Günlerden Hüzünertesi...
günlerden hüzün ertesi..
hayatımda bağ bozumunu yaşıyorum... küfemi boşaltmak,hafiflemek, geleceğimi yudumlayarak yol almak, hüzünlerimden uzaklaşıp, iki ateşin öyküsü olmak istiyorum ... özlemlerimi dudaklarıma salmak, kokusu sinmiş yaşanmışlıklar, aşık olmak, aşık olunmak istiyorum... günlerden hüzünertesi... çok şeymi istedim hayat senden? yine oyun oynadın bana, yaşamak adına yıllarca, soluk alıp verdim yalnızca... tuvalinde bile kandırmışsın, maviye boyamışsın hüzünlerimi. ışıltı serpsende aşkımın dizelerine şiirim yine hüzünlü yine boynu bükük.... yaptığın bestedede makam aynı, önceleri tatlı gelsede tınısı, sonu hüsran sonu yine hüzün.. elime tutuşturduğun elma şekeri kandırılmışlığımın simgesi.. yalnızlığımı örtemeyen gece bile, ’zavallı’ diyerek sunuyor bana.. simsiyah yüzünü, günlerden hüzün ertesi... şimdilerde bana en çok yakışan, kızıl ve sarının rengi.. umutsuz yarınlara terk ederken beni, kaydırdık avcumuzdan masumiyeti.. bir başıma kalabalığım kendime bile şimdi.. günlerden hüzünertesi.. endişelenme! .. korkma artık benden, ne karşına çıkarım, nede yarınlarına.. yalancı dudaklar öpecek seni, yabancı parmaklar dokunacak.. en çokta bu canımı acıtacak. hüzünertesinde veda ederken sana.... |
hayatımda bağ bozumunu yaşıyorum...
küfemi boşaltmak,hafiflemek,
geleceğimi yudumlayarak yol almak,
hüzünlerimden uzaklaşıp,
iki ateşin öyküsü olmak..
Şiir de bir nevi ruhumuzun küfesini boşaltmak değil mi?
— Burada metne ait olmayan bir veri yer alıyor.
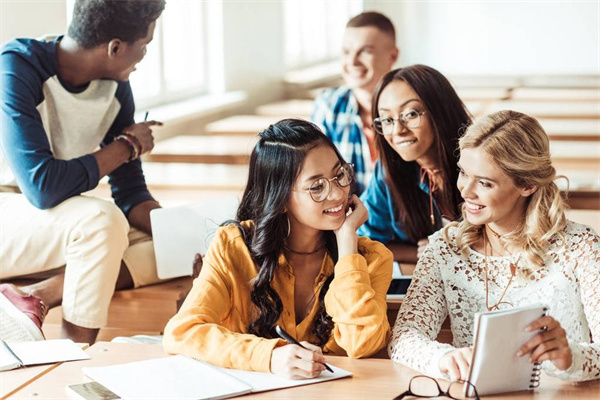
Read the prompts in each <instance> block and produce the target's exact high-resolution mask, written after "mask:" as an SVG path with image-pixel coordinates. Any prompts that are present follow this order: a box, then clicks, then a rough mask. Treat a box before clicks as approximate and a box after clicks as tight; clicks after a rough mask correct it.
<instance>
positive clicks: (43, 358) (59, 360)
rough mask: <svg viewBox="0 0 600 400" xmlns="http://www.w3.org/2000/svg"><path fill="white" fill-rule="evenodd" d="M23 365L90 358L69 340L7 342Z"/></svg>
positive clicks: (35, 364)
mask: <svg viewBox="0 0 600 400" xmlns="http://www.w3.org/2000/svg"><path fill="white" fill-rule="evenodd" d="M8 345H9V346H10V348H11V350H12V351H13V352H14V353H15V354H16V355H17V357H19V358H20V359H21V361H23V365H37V364H48V363H55V362H62V361H72V360H87V359H89V358H90V356H89V355H87V353H86V352H85V351H83V350H82V349H81V347H80V346H79V345H78V344H76V343H75V342H73V341H72V340H70V339H55V340H39V341H36V342H8Z"/></svg>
Ve her yazılan mısra bir öyküye kucak açmıyor mu?
Bazen bağ bozumlarına bazen mutluluklara açıyoruz yelkenlerimizi...
Kimi zaman yırtılsa da yelkenimiz küreksiz kalsak da okyanuslarda hayat yine de yaşamaya değer sevgili arkadaşım...
Kutlarım yüreğini güzel şiirdi...
Bernaca Sevgilerimle...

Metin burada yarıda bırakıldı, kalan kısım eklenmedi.